Wind howling, with little of the promised rain. A splendid opportunity for Terry’s oxtail served with filled peppers and squash. The J9 cellar unearthed a 2007 Crozes-Hermitage. Definitely moreish. Fortunately the Black Rock was a worthy successor. Bread and Butter pudding, Liam Tomlin style, with the fire warding off the chilly night.

 

 

Liam Tomlin’s Chocolate Bread & Butter Pudding

Serves 4

3  Croissants

50g  Unsalted butter

1   Vanilla pod

300ml   Cream

300ml Milk

8  Free-range eggs

175g Caster sugar

50g   Raisins

50g  Dark chocolate broken into small pieces and chocolate

25 g Apricot jam

15g  Toasted, sliced almonds

 

Cut croissants in 5cm thick slices and spread with butter. Split the vanilla pod and place in a saucepan with the cream and milk, slowly bring to the boil. While it is heating, whisk together the egg yolks and caster sugar in a bowl. Allow the cream mix to cool a little, and then strain it onto the egg yolk stirring all the time.

 

Arrange the sliced croissant in individual ramekins, sprinkling the raisins and chocolate between the layers leaving the top clear. Pour the warm custard over, lightly pressing the croissants to help it soak in. Leave the puddings to stand for 15 minutes before cooking.

 

Pre-heated the oven to 160°c. Place the ramekins into a roasting pan and place in the oven. Pour hot water into the roasting pan to come three-quarters the way up the side of the ramekins to create a bain-marie. Cook the bread and butter puddings for 25-30 minutes until the custard reaches setting point. If it appears too runny, return to the oven for a further 5 minutes before checking again. Carefully remove the bain-marie from the oven and allow the puddings to cool slightly in the bain marie.

 

Warm the apricot jam with a little water to thin it out slightly. Brush the apricot jam over the surface of the puddings and sprinkle the toasted almonds over the top.

 

Diary of an Adventure

Harbour Town Adventures

Tendrils of smoke, the last gasp of the fires that have ensnared our emotions, or the portent of another night of terror. Helicopters operating in the last light of the day. 
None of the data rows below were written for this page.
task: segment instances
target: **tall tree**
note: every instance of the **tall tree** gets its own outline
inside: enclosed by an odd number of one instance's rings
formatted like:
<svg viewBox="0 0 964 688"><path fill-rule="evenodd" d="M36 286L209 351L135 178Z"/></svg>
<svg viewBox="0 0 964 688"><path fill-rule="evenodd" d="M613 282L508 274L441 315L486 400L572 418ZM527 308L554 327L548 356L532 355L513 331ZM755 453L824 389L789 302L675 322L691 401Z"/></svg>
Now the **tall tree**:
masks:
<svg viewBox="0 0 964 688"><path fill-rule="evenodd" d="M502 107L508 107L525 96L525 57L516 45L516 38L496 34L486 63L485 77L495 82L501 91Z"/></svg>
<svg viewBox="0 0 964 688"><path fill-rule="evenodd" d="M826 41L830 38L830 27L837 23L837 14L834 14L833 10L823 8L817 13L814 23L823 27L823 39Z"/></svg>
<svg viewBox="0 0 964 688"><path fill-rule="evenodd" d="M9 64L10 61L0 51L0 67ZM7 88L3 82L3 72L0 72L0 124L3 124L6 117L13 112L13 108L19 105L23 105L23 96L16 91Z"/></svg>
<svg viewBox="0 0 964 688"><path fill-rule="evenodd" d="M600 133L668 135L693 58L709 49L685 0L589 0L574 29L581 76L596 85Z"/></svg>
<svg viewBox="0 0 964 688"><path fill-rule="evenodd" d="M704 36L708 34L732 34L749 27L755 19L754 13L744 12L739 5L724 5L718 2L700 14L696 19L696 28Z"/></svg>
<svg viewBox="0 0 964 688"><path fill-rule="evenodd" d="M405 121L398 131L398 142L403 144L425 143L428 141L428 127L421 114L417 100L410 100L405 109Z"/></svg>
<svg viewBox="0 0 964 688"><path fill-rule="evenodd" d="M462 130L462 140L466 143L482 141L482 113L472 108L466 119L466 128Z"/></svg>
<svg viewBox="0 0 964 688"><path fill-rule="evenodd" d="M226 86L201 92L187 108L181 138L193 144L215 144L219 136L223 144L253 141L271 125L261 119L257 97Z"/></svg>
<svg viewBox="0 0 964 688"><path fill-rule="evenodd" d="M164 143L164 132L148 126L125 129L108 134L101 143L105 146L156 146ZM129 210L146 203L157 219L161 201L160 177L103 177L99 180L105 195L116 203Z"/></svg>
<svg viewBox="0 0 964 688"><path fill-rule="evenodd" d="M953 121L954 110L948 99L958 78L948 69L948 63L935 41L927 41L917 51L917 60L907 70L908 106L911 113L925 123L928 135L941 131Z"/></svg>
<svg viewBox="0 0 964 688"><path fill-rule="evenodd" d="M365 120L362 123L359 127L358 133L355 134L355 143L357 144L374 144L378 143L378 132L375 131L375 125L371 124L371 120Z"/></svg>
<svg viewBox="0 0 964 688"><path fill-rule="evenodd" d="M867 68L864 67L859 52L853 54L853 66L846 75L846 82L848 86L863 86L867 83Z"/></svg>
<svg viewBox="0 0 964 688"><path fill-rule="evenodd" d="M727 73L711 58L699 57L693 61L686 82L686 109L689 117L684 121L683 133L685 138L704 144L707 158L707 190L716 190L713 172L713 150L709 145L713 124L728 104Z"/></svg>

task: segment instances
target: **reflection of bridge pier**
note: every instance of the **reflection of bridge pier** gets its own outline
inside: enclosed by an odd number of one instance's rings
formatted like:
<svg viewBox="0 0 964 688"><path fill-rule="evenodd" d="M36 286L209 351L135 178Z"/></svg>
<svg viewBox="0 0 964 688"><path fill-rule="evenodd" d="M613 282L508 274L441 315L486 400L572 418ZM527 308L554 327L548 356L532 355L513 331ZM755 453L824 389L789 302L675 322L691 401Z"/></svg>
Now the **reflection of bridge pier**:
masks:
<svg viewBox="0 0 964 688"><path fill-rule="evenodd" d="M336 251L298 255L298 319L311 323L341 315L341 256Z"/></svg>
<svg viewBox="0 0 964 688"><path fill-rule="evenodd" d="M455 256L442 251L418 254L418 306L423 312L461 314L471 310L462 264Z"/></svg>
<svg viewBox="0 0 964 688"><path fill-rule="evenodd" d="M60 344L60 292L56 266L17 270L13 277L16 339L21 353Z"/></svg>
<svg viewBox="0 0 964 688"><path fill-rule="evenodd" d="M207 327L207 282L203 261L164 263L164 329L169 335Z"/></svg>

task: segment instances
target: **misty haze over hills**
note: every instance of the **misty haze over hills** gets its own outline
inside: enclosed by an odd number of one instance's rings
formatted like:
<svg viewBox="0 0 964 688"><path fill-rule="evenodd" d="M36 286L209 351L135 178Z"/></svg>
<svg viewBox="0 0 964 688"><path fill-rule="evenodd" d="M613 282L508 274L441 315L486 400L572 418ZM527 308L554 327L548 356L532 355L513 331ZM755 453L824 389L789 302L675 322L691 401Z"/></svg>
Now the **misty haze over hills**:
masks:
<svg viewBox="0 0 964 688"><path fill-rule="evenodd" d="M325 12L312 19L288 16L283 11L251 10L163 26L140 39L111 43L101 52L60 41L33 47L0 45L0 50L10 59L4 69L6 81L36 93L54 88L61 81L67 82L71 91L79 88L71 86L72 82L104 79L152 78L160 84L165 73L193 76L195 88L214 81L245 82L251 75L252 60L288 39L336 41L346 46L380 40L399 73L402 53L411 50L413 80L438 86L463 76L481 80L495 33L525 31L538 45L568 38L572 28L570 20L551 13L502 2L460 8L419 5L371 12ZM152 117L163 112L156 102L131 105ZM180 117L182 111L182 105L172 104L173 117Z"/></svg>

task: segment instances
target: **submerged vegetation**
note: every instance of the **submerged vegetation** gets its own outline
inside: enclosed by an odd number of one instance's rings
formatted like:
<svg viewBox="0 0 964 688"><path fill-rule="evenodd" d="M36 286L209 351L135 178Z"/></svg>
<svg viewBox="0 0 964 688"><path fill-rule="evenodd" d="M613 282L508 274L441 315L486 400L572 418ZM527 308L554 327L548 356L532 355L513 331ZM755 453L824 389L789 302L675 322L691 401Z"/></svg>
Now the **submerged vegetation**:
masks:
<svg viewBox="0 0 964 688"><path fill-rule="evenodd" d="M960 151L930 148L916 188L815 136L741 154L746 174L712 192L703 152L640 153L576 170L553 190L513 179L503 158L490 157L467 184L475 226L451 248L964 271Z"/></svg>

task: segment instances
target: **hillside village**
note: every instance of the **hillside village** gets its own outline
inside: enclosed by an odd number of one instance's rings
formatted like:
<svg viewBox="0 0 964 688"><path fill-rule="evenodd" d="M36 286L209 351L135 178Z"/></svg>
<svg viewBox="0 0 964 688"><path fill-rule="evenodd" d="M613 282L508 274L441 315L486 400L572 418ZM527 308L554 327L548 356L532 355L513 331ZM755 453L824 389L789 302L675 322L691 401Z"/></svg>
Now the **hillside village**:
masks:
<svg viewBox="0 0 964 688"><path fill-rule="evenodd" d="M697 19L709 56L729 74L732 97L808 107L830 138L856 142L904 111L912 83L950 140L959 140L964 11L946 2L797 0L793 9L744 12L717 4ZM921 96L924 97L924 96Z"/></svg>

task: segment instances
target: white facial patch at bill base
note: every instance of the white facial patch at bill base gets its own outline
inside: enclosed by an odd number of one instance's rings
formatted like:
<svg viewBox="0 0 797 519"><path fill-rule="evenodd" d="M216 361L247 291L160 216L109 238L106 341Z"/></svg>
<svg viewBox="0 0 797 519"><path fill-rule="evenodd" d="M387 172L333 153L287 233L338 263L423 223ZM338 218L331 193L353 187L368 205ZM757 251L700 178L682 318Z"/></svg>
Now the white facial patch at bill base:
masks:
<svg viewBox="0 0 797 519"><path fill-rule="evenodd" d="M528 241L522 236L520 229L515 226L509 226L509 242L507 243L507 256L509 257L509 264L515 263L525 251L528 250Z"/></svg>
Although the fires are burning further into the forests, there is enough smoke in the air to agitate eyes, forcing a route change to our morning jog.

Paintings heading out to their new homes, with the portrait of the young homeless women completed. I decided not to do the curtain of dreads that were part of the reference photo’s, but rather let her defiance scream at the world that judges her.

For the hair, I used a wad of tissue to rub out sections of the paint. Arc’s of movement. various shades and tones of Alizarin crimson and raw sienna for the face, with a grey of cobalt blue and burnt sienna to create the shadows of the face.

A curry and wine pairing evening that should have had warning signs all over Hugh and Clare’s house. Not that the curries were in any way scary, but rather having to try each of the wines with the curries, and in a few cases, resampling was required. I’m sure there was more wine than blood in my system during the jog that felt endless.

Of the wines, the Pinot was stunning with the bobotie spring rolls. The rose (Cab Franc from Delaire) worked splendidly with the cream chicken curry, and the whites (A Riesling from Radforddale and Pinot Grigio from Terra Del Capo) worked perfectly with the Durban lamb curry. The reds didn’t feature. Although having been opened, they couldn’t be wasted!

Managed to get out for a cycle up Phantom Pass. The fires have burnt away the vegetation and only a few walls remain of one of the farms at the bottom of the Pass. It’s different now, with spectacular views down into the valley. Still challenging and a great ride. A bit of blood from not giving the correct amount of respect to a tree that has been blown over close to the cycle path.